Miser sur l’adversaire naturel
Un problème se pose : nous atteignons les limites de la lutte antibactérienne par les antibiotiques. L’évolution naturelle des bactéries entraîne une sélection des individus les mieux adaptés à l’environnement. Cette sélection est dépendante de divers facteurs, dont certains sont d’origine humaine. Autrefois vulnérables, les bactéries sont devenues résistantes aux antibiotiques. En réalité, les souches fragiles – majoritaires – ont diminué, et même disparu pour certaines. Des souches résistantes aux traitements – minoritaires – ont alors eu la place de se développer. Aujourd’hui, la balance penche en faveur des souches résistantes, entraînant la nécessité de trouver d’autres voies thérapeutiques. La recherche de médicaments se tourne vers une nouvelle piste : l’utilisation des bactériophages.
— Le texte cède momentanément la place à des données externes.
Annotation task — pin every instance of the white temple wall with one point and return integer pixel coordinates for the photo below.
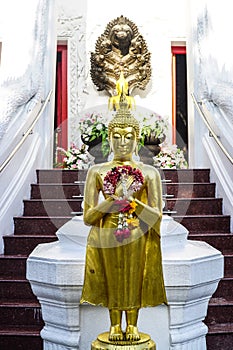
(159, 25)
(210, 78)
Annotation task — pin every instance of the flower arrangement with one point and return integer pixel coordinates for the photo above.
(127, 219)
(93, 127)
(75, 158)
(170, 157)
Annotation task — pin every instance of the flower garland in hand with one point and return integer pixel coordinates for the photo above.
(127, 220)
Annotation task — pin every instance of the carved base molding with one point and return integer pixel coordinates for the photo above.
(102, 343)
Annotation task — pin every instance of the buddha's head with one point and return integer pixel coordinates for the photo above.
(123, 131)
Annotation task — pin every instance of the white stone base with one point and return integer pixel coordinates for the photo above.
(192, 271)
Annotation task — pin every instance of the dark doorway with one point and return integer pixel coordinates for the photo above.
(60, 117)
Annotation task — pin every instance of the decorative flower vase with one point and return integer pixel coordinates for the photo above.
(94, 148)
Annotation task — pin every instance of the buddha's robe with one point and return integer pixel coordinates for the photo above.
(129, 274)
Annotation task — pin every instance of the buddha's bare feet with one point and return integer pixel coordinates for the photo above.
(115, 333)
(132, 333)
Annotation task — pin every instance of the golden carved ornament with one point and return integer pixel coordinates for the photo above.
(121, 48)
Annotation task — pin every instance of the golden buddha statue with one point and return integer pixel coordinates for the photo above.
(123, 270)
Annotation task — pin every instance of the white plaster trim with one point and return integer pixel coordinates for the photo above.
(71, 30)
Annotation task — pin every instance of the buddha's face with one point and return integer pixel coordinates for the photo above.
(123, 141)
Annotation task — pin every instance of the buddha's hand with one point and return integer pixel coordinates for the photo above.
(123, 187)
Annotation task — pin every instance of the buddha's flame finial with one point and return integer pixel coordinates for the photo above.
(122, 89)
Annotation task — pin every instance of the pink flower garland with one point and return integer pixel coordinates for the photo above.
(114, 175)
(126, 208)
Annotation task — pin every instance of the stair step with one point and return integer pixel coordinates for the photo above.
(23, 338)
(20, 314)
(11, 290)
(195, 206)
(56, 191)
(12, 266)
(202, 223)
(185, 175)
(22, 244)
(220, 311)
(51, 207)
(43, 225)
(221, 241)
(60, 176)
(220, 337)
(190, 190)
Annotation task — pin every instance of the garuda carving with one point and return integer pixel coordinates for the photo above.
(120, 49)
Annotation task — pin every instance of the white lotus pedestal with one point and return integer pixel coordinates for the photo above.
(192, 270)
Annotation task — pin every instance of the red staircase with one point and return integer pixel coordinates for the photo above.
(56, 197)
Les bactériophages – ou phages – sont les virus des bactéries. 10 à 100 fois plus petits que ces dernières, ils ont co-évolué avec leurs proies. De ce fait, chaque souche de phage est très spécifique d’une espèce bactérienne, voire de certaines souches en particulier. Leur survie étant dépendante de leur capacité à reconnaître les bactéries, leur évolution suit celle de ces dernières. L’apparition d’une nouvelle souche bactérienne est suivie de près par l’apparition d’une nouvelle souche de phages spécifique, et l’idée de « bactérie résistante » ne dure jamais bien longtemps. Grâce à leurs propriétés, l’utilisation de ces prédateurs naturels des bactéries est à l’étude pour le traitement de maladies infectieuses. Mais avant d’entrer dans les détails de cette nouvelle voie thérapeutique, faisons plus ample connaissance avec les phages.
Le monde des bactériophages
Tout comme les virus des organismes pluricellulaires, les phages ont un génome constitué d’ADN ou d’ARN, mais ne possèdent pas la machinerie nécessaire pour se reproduire. Leurs gènes contiennent toutes les informations nécessaires pour produire un nouveau phage complet, mais il leur faut pénétrer dans la bactérie et utiliser sa « chaîne de montage » pour y parvenir. Dans leur grande majorité, les phages sont constitués d’une capside – ou tête – qui contient l’ADN (ou l’ARN), et d’une queue qui va injecter l’ADN (ou l’ARN) dans la bactérie comme le ferait une seringue. C’est au bout de cette queue que se trouvent les fibres, éléments protéiques permettant la reconnaissance spécifique de la bactérie cible (fig. 2).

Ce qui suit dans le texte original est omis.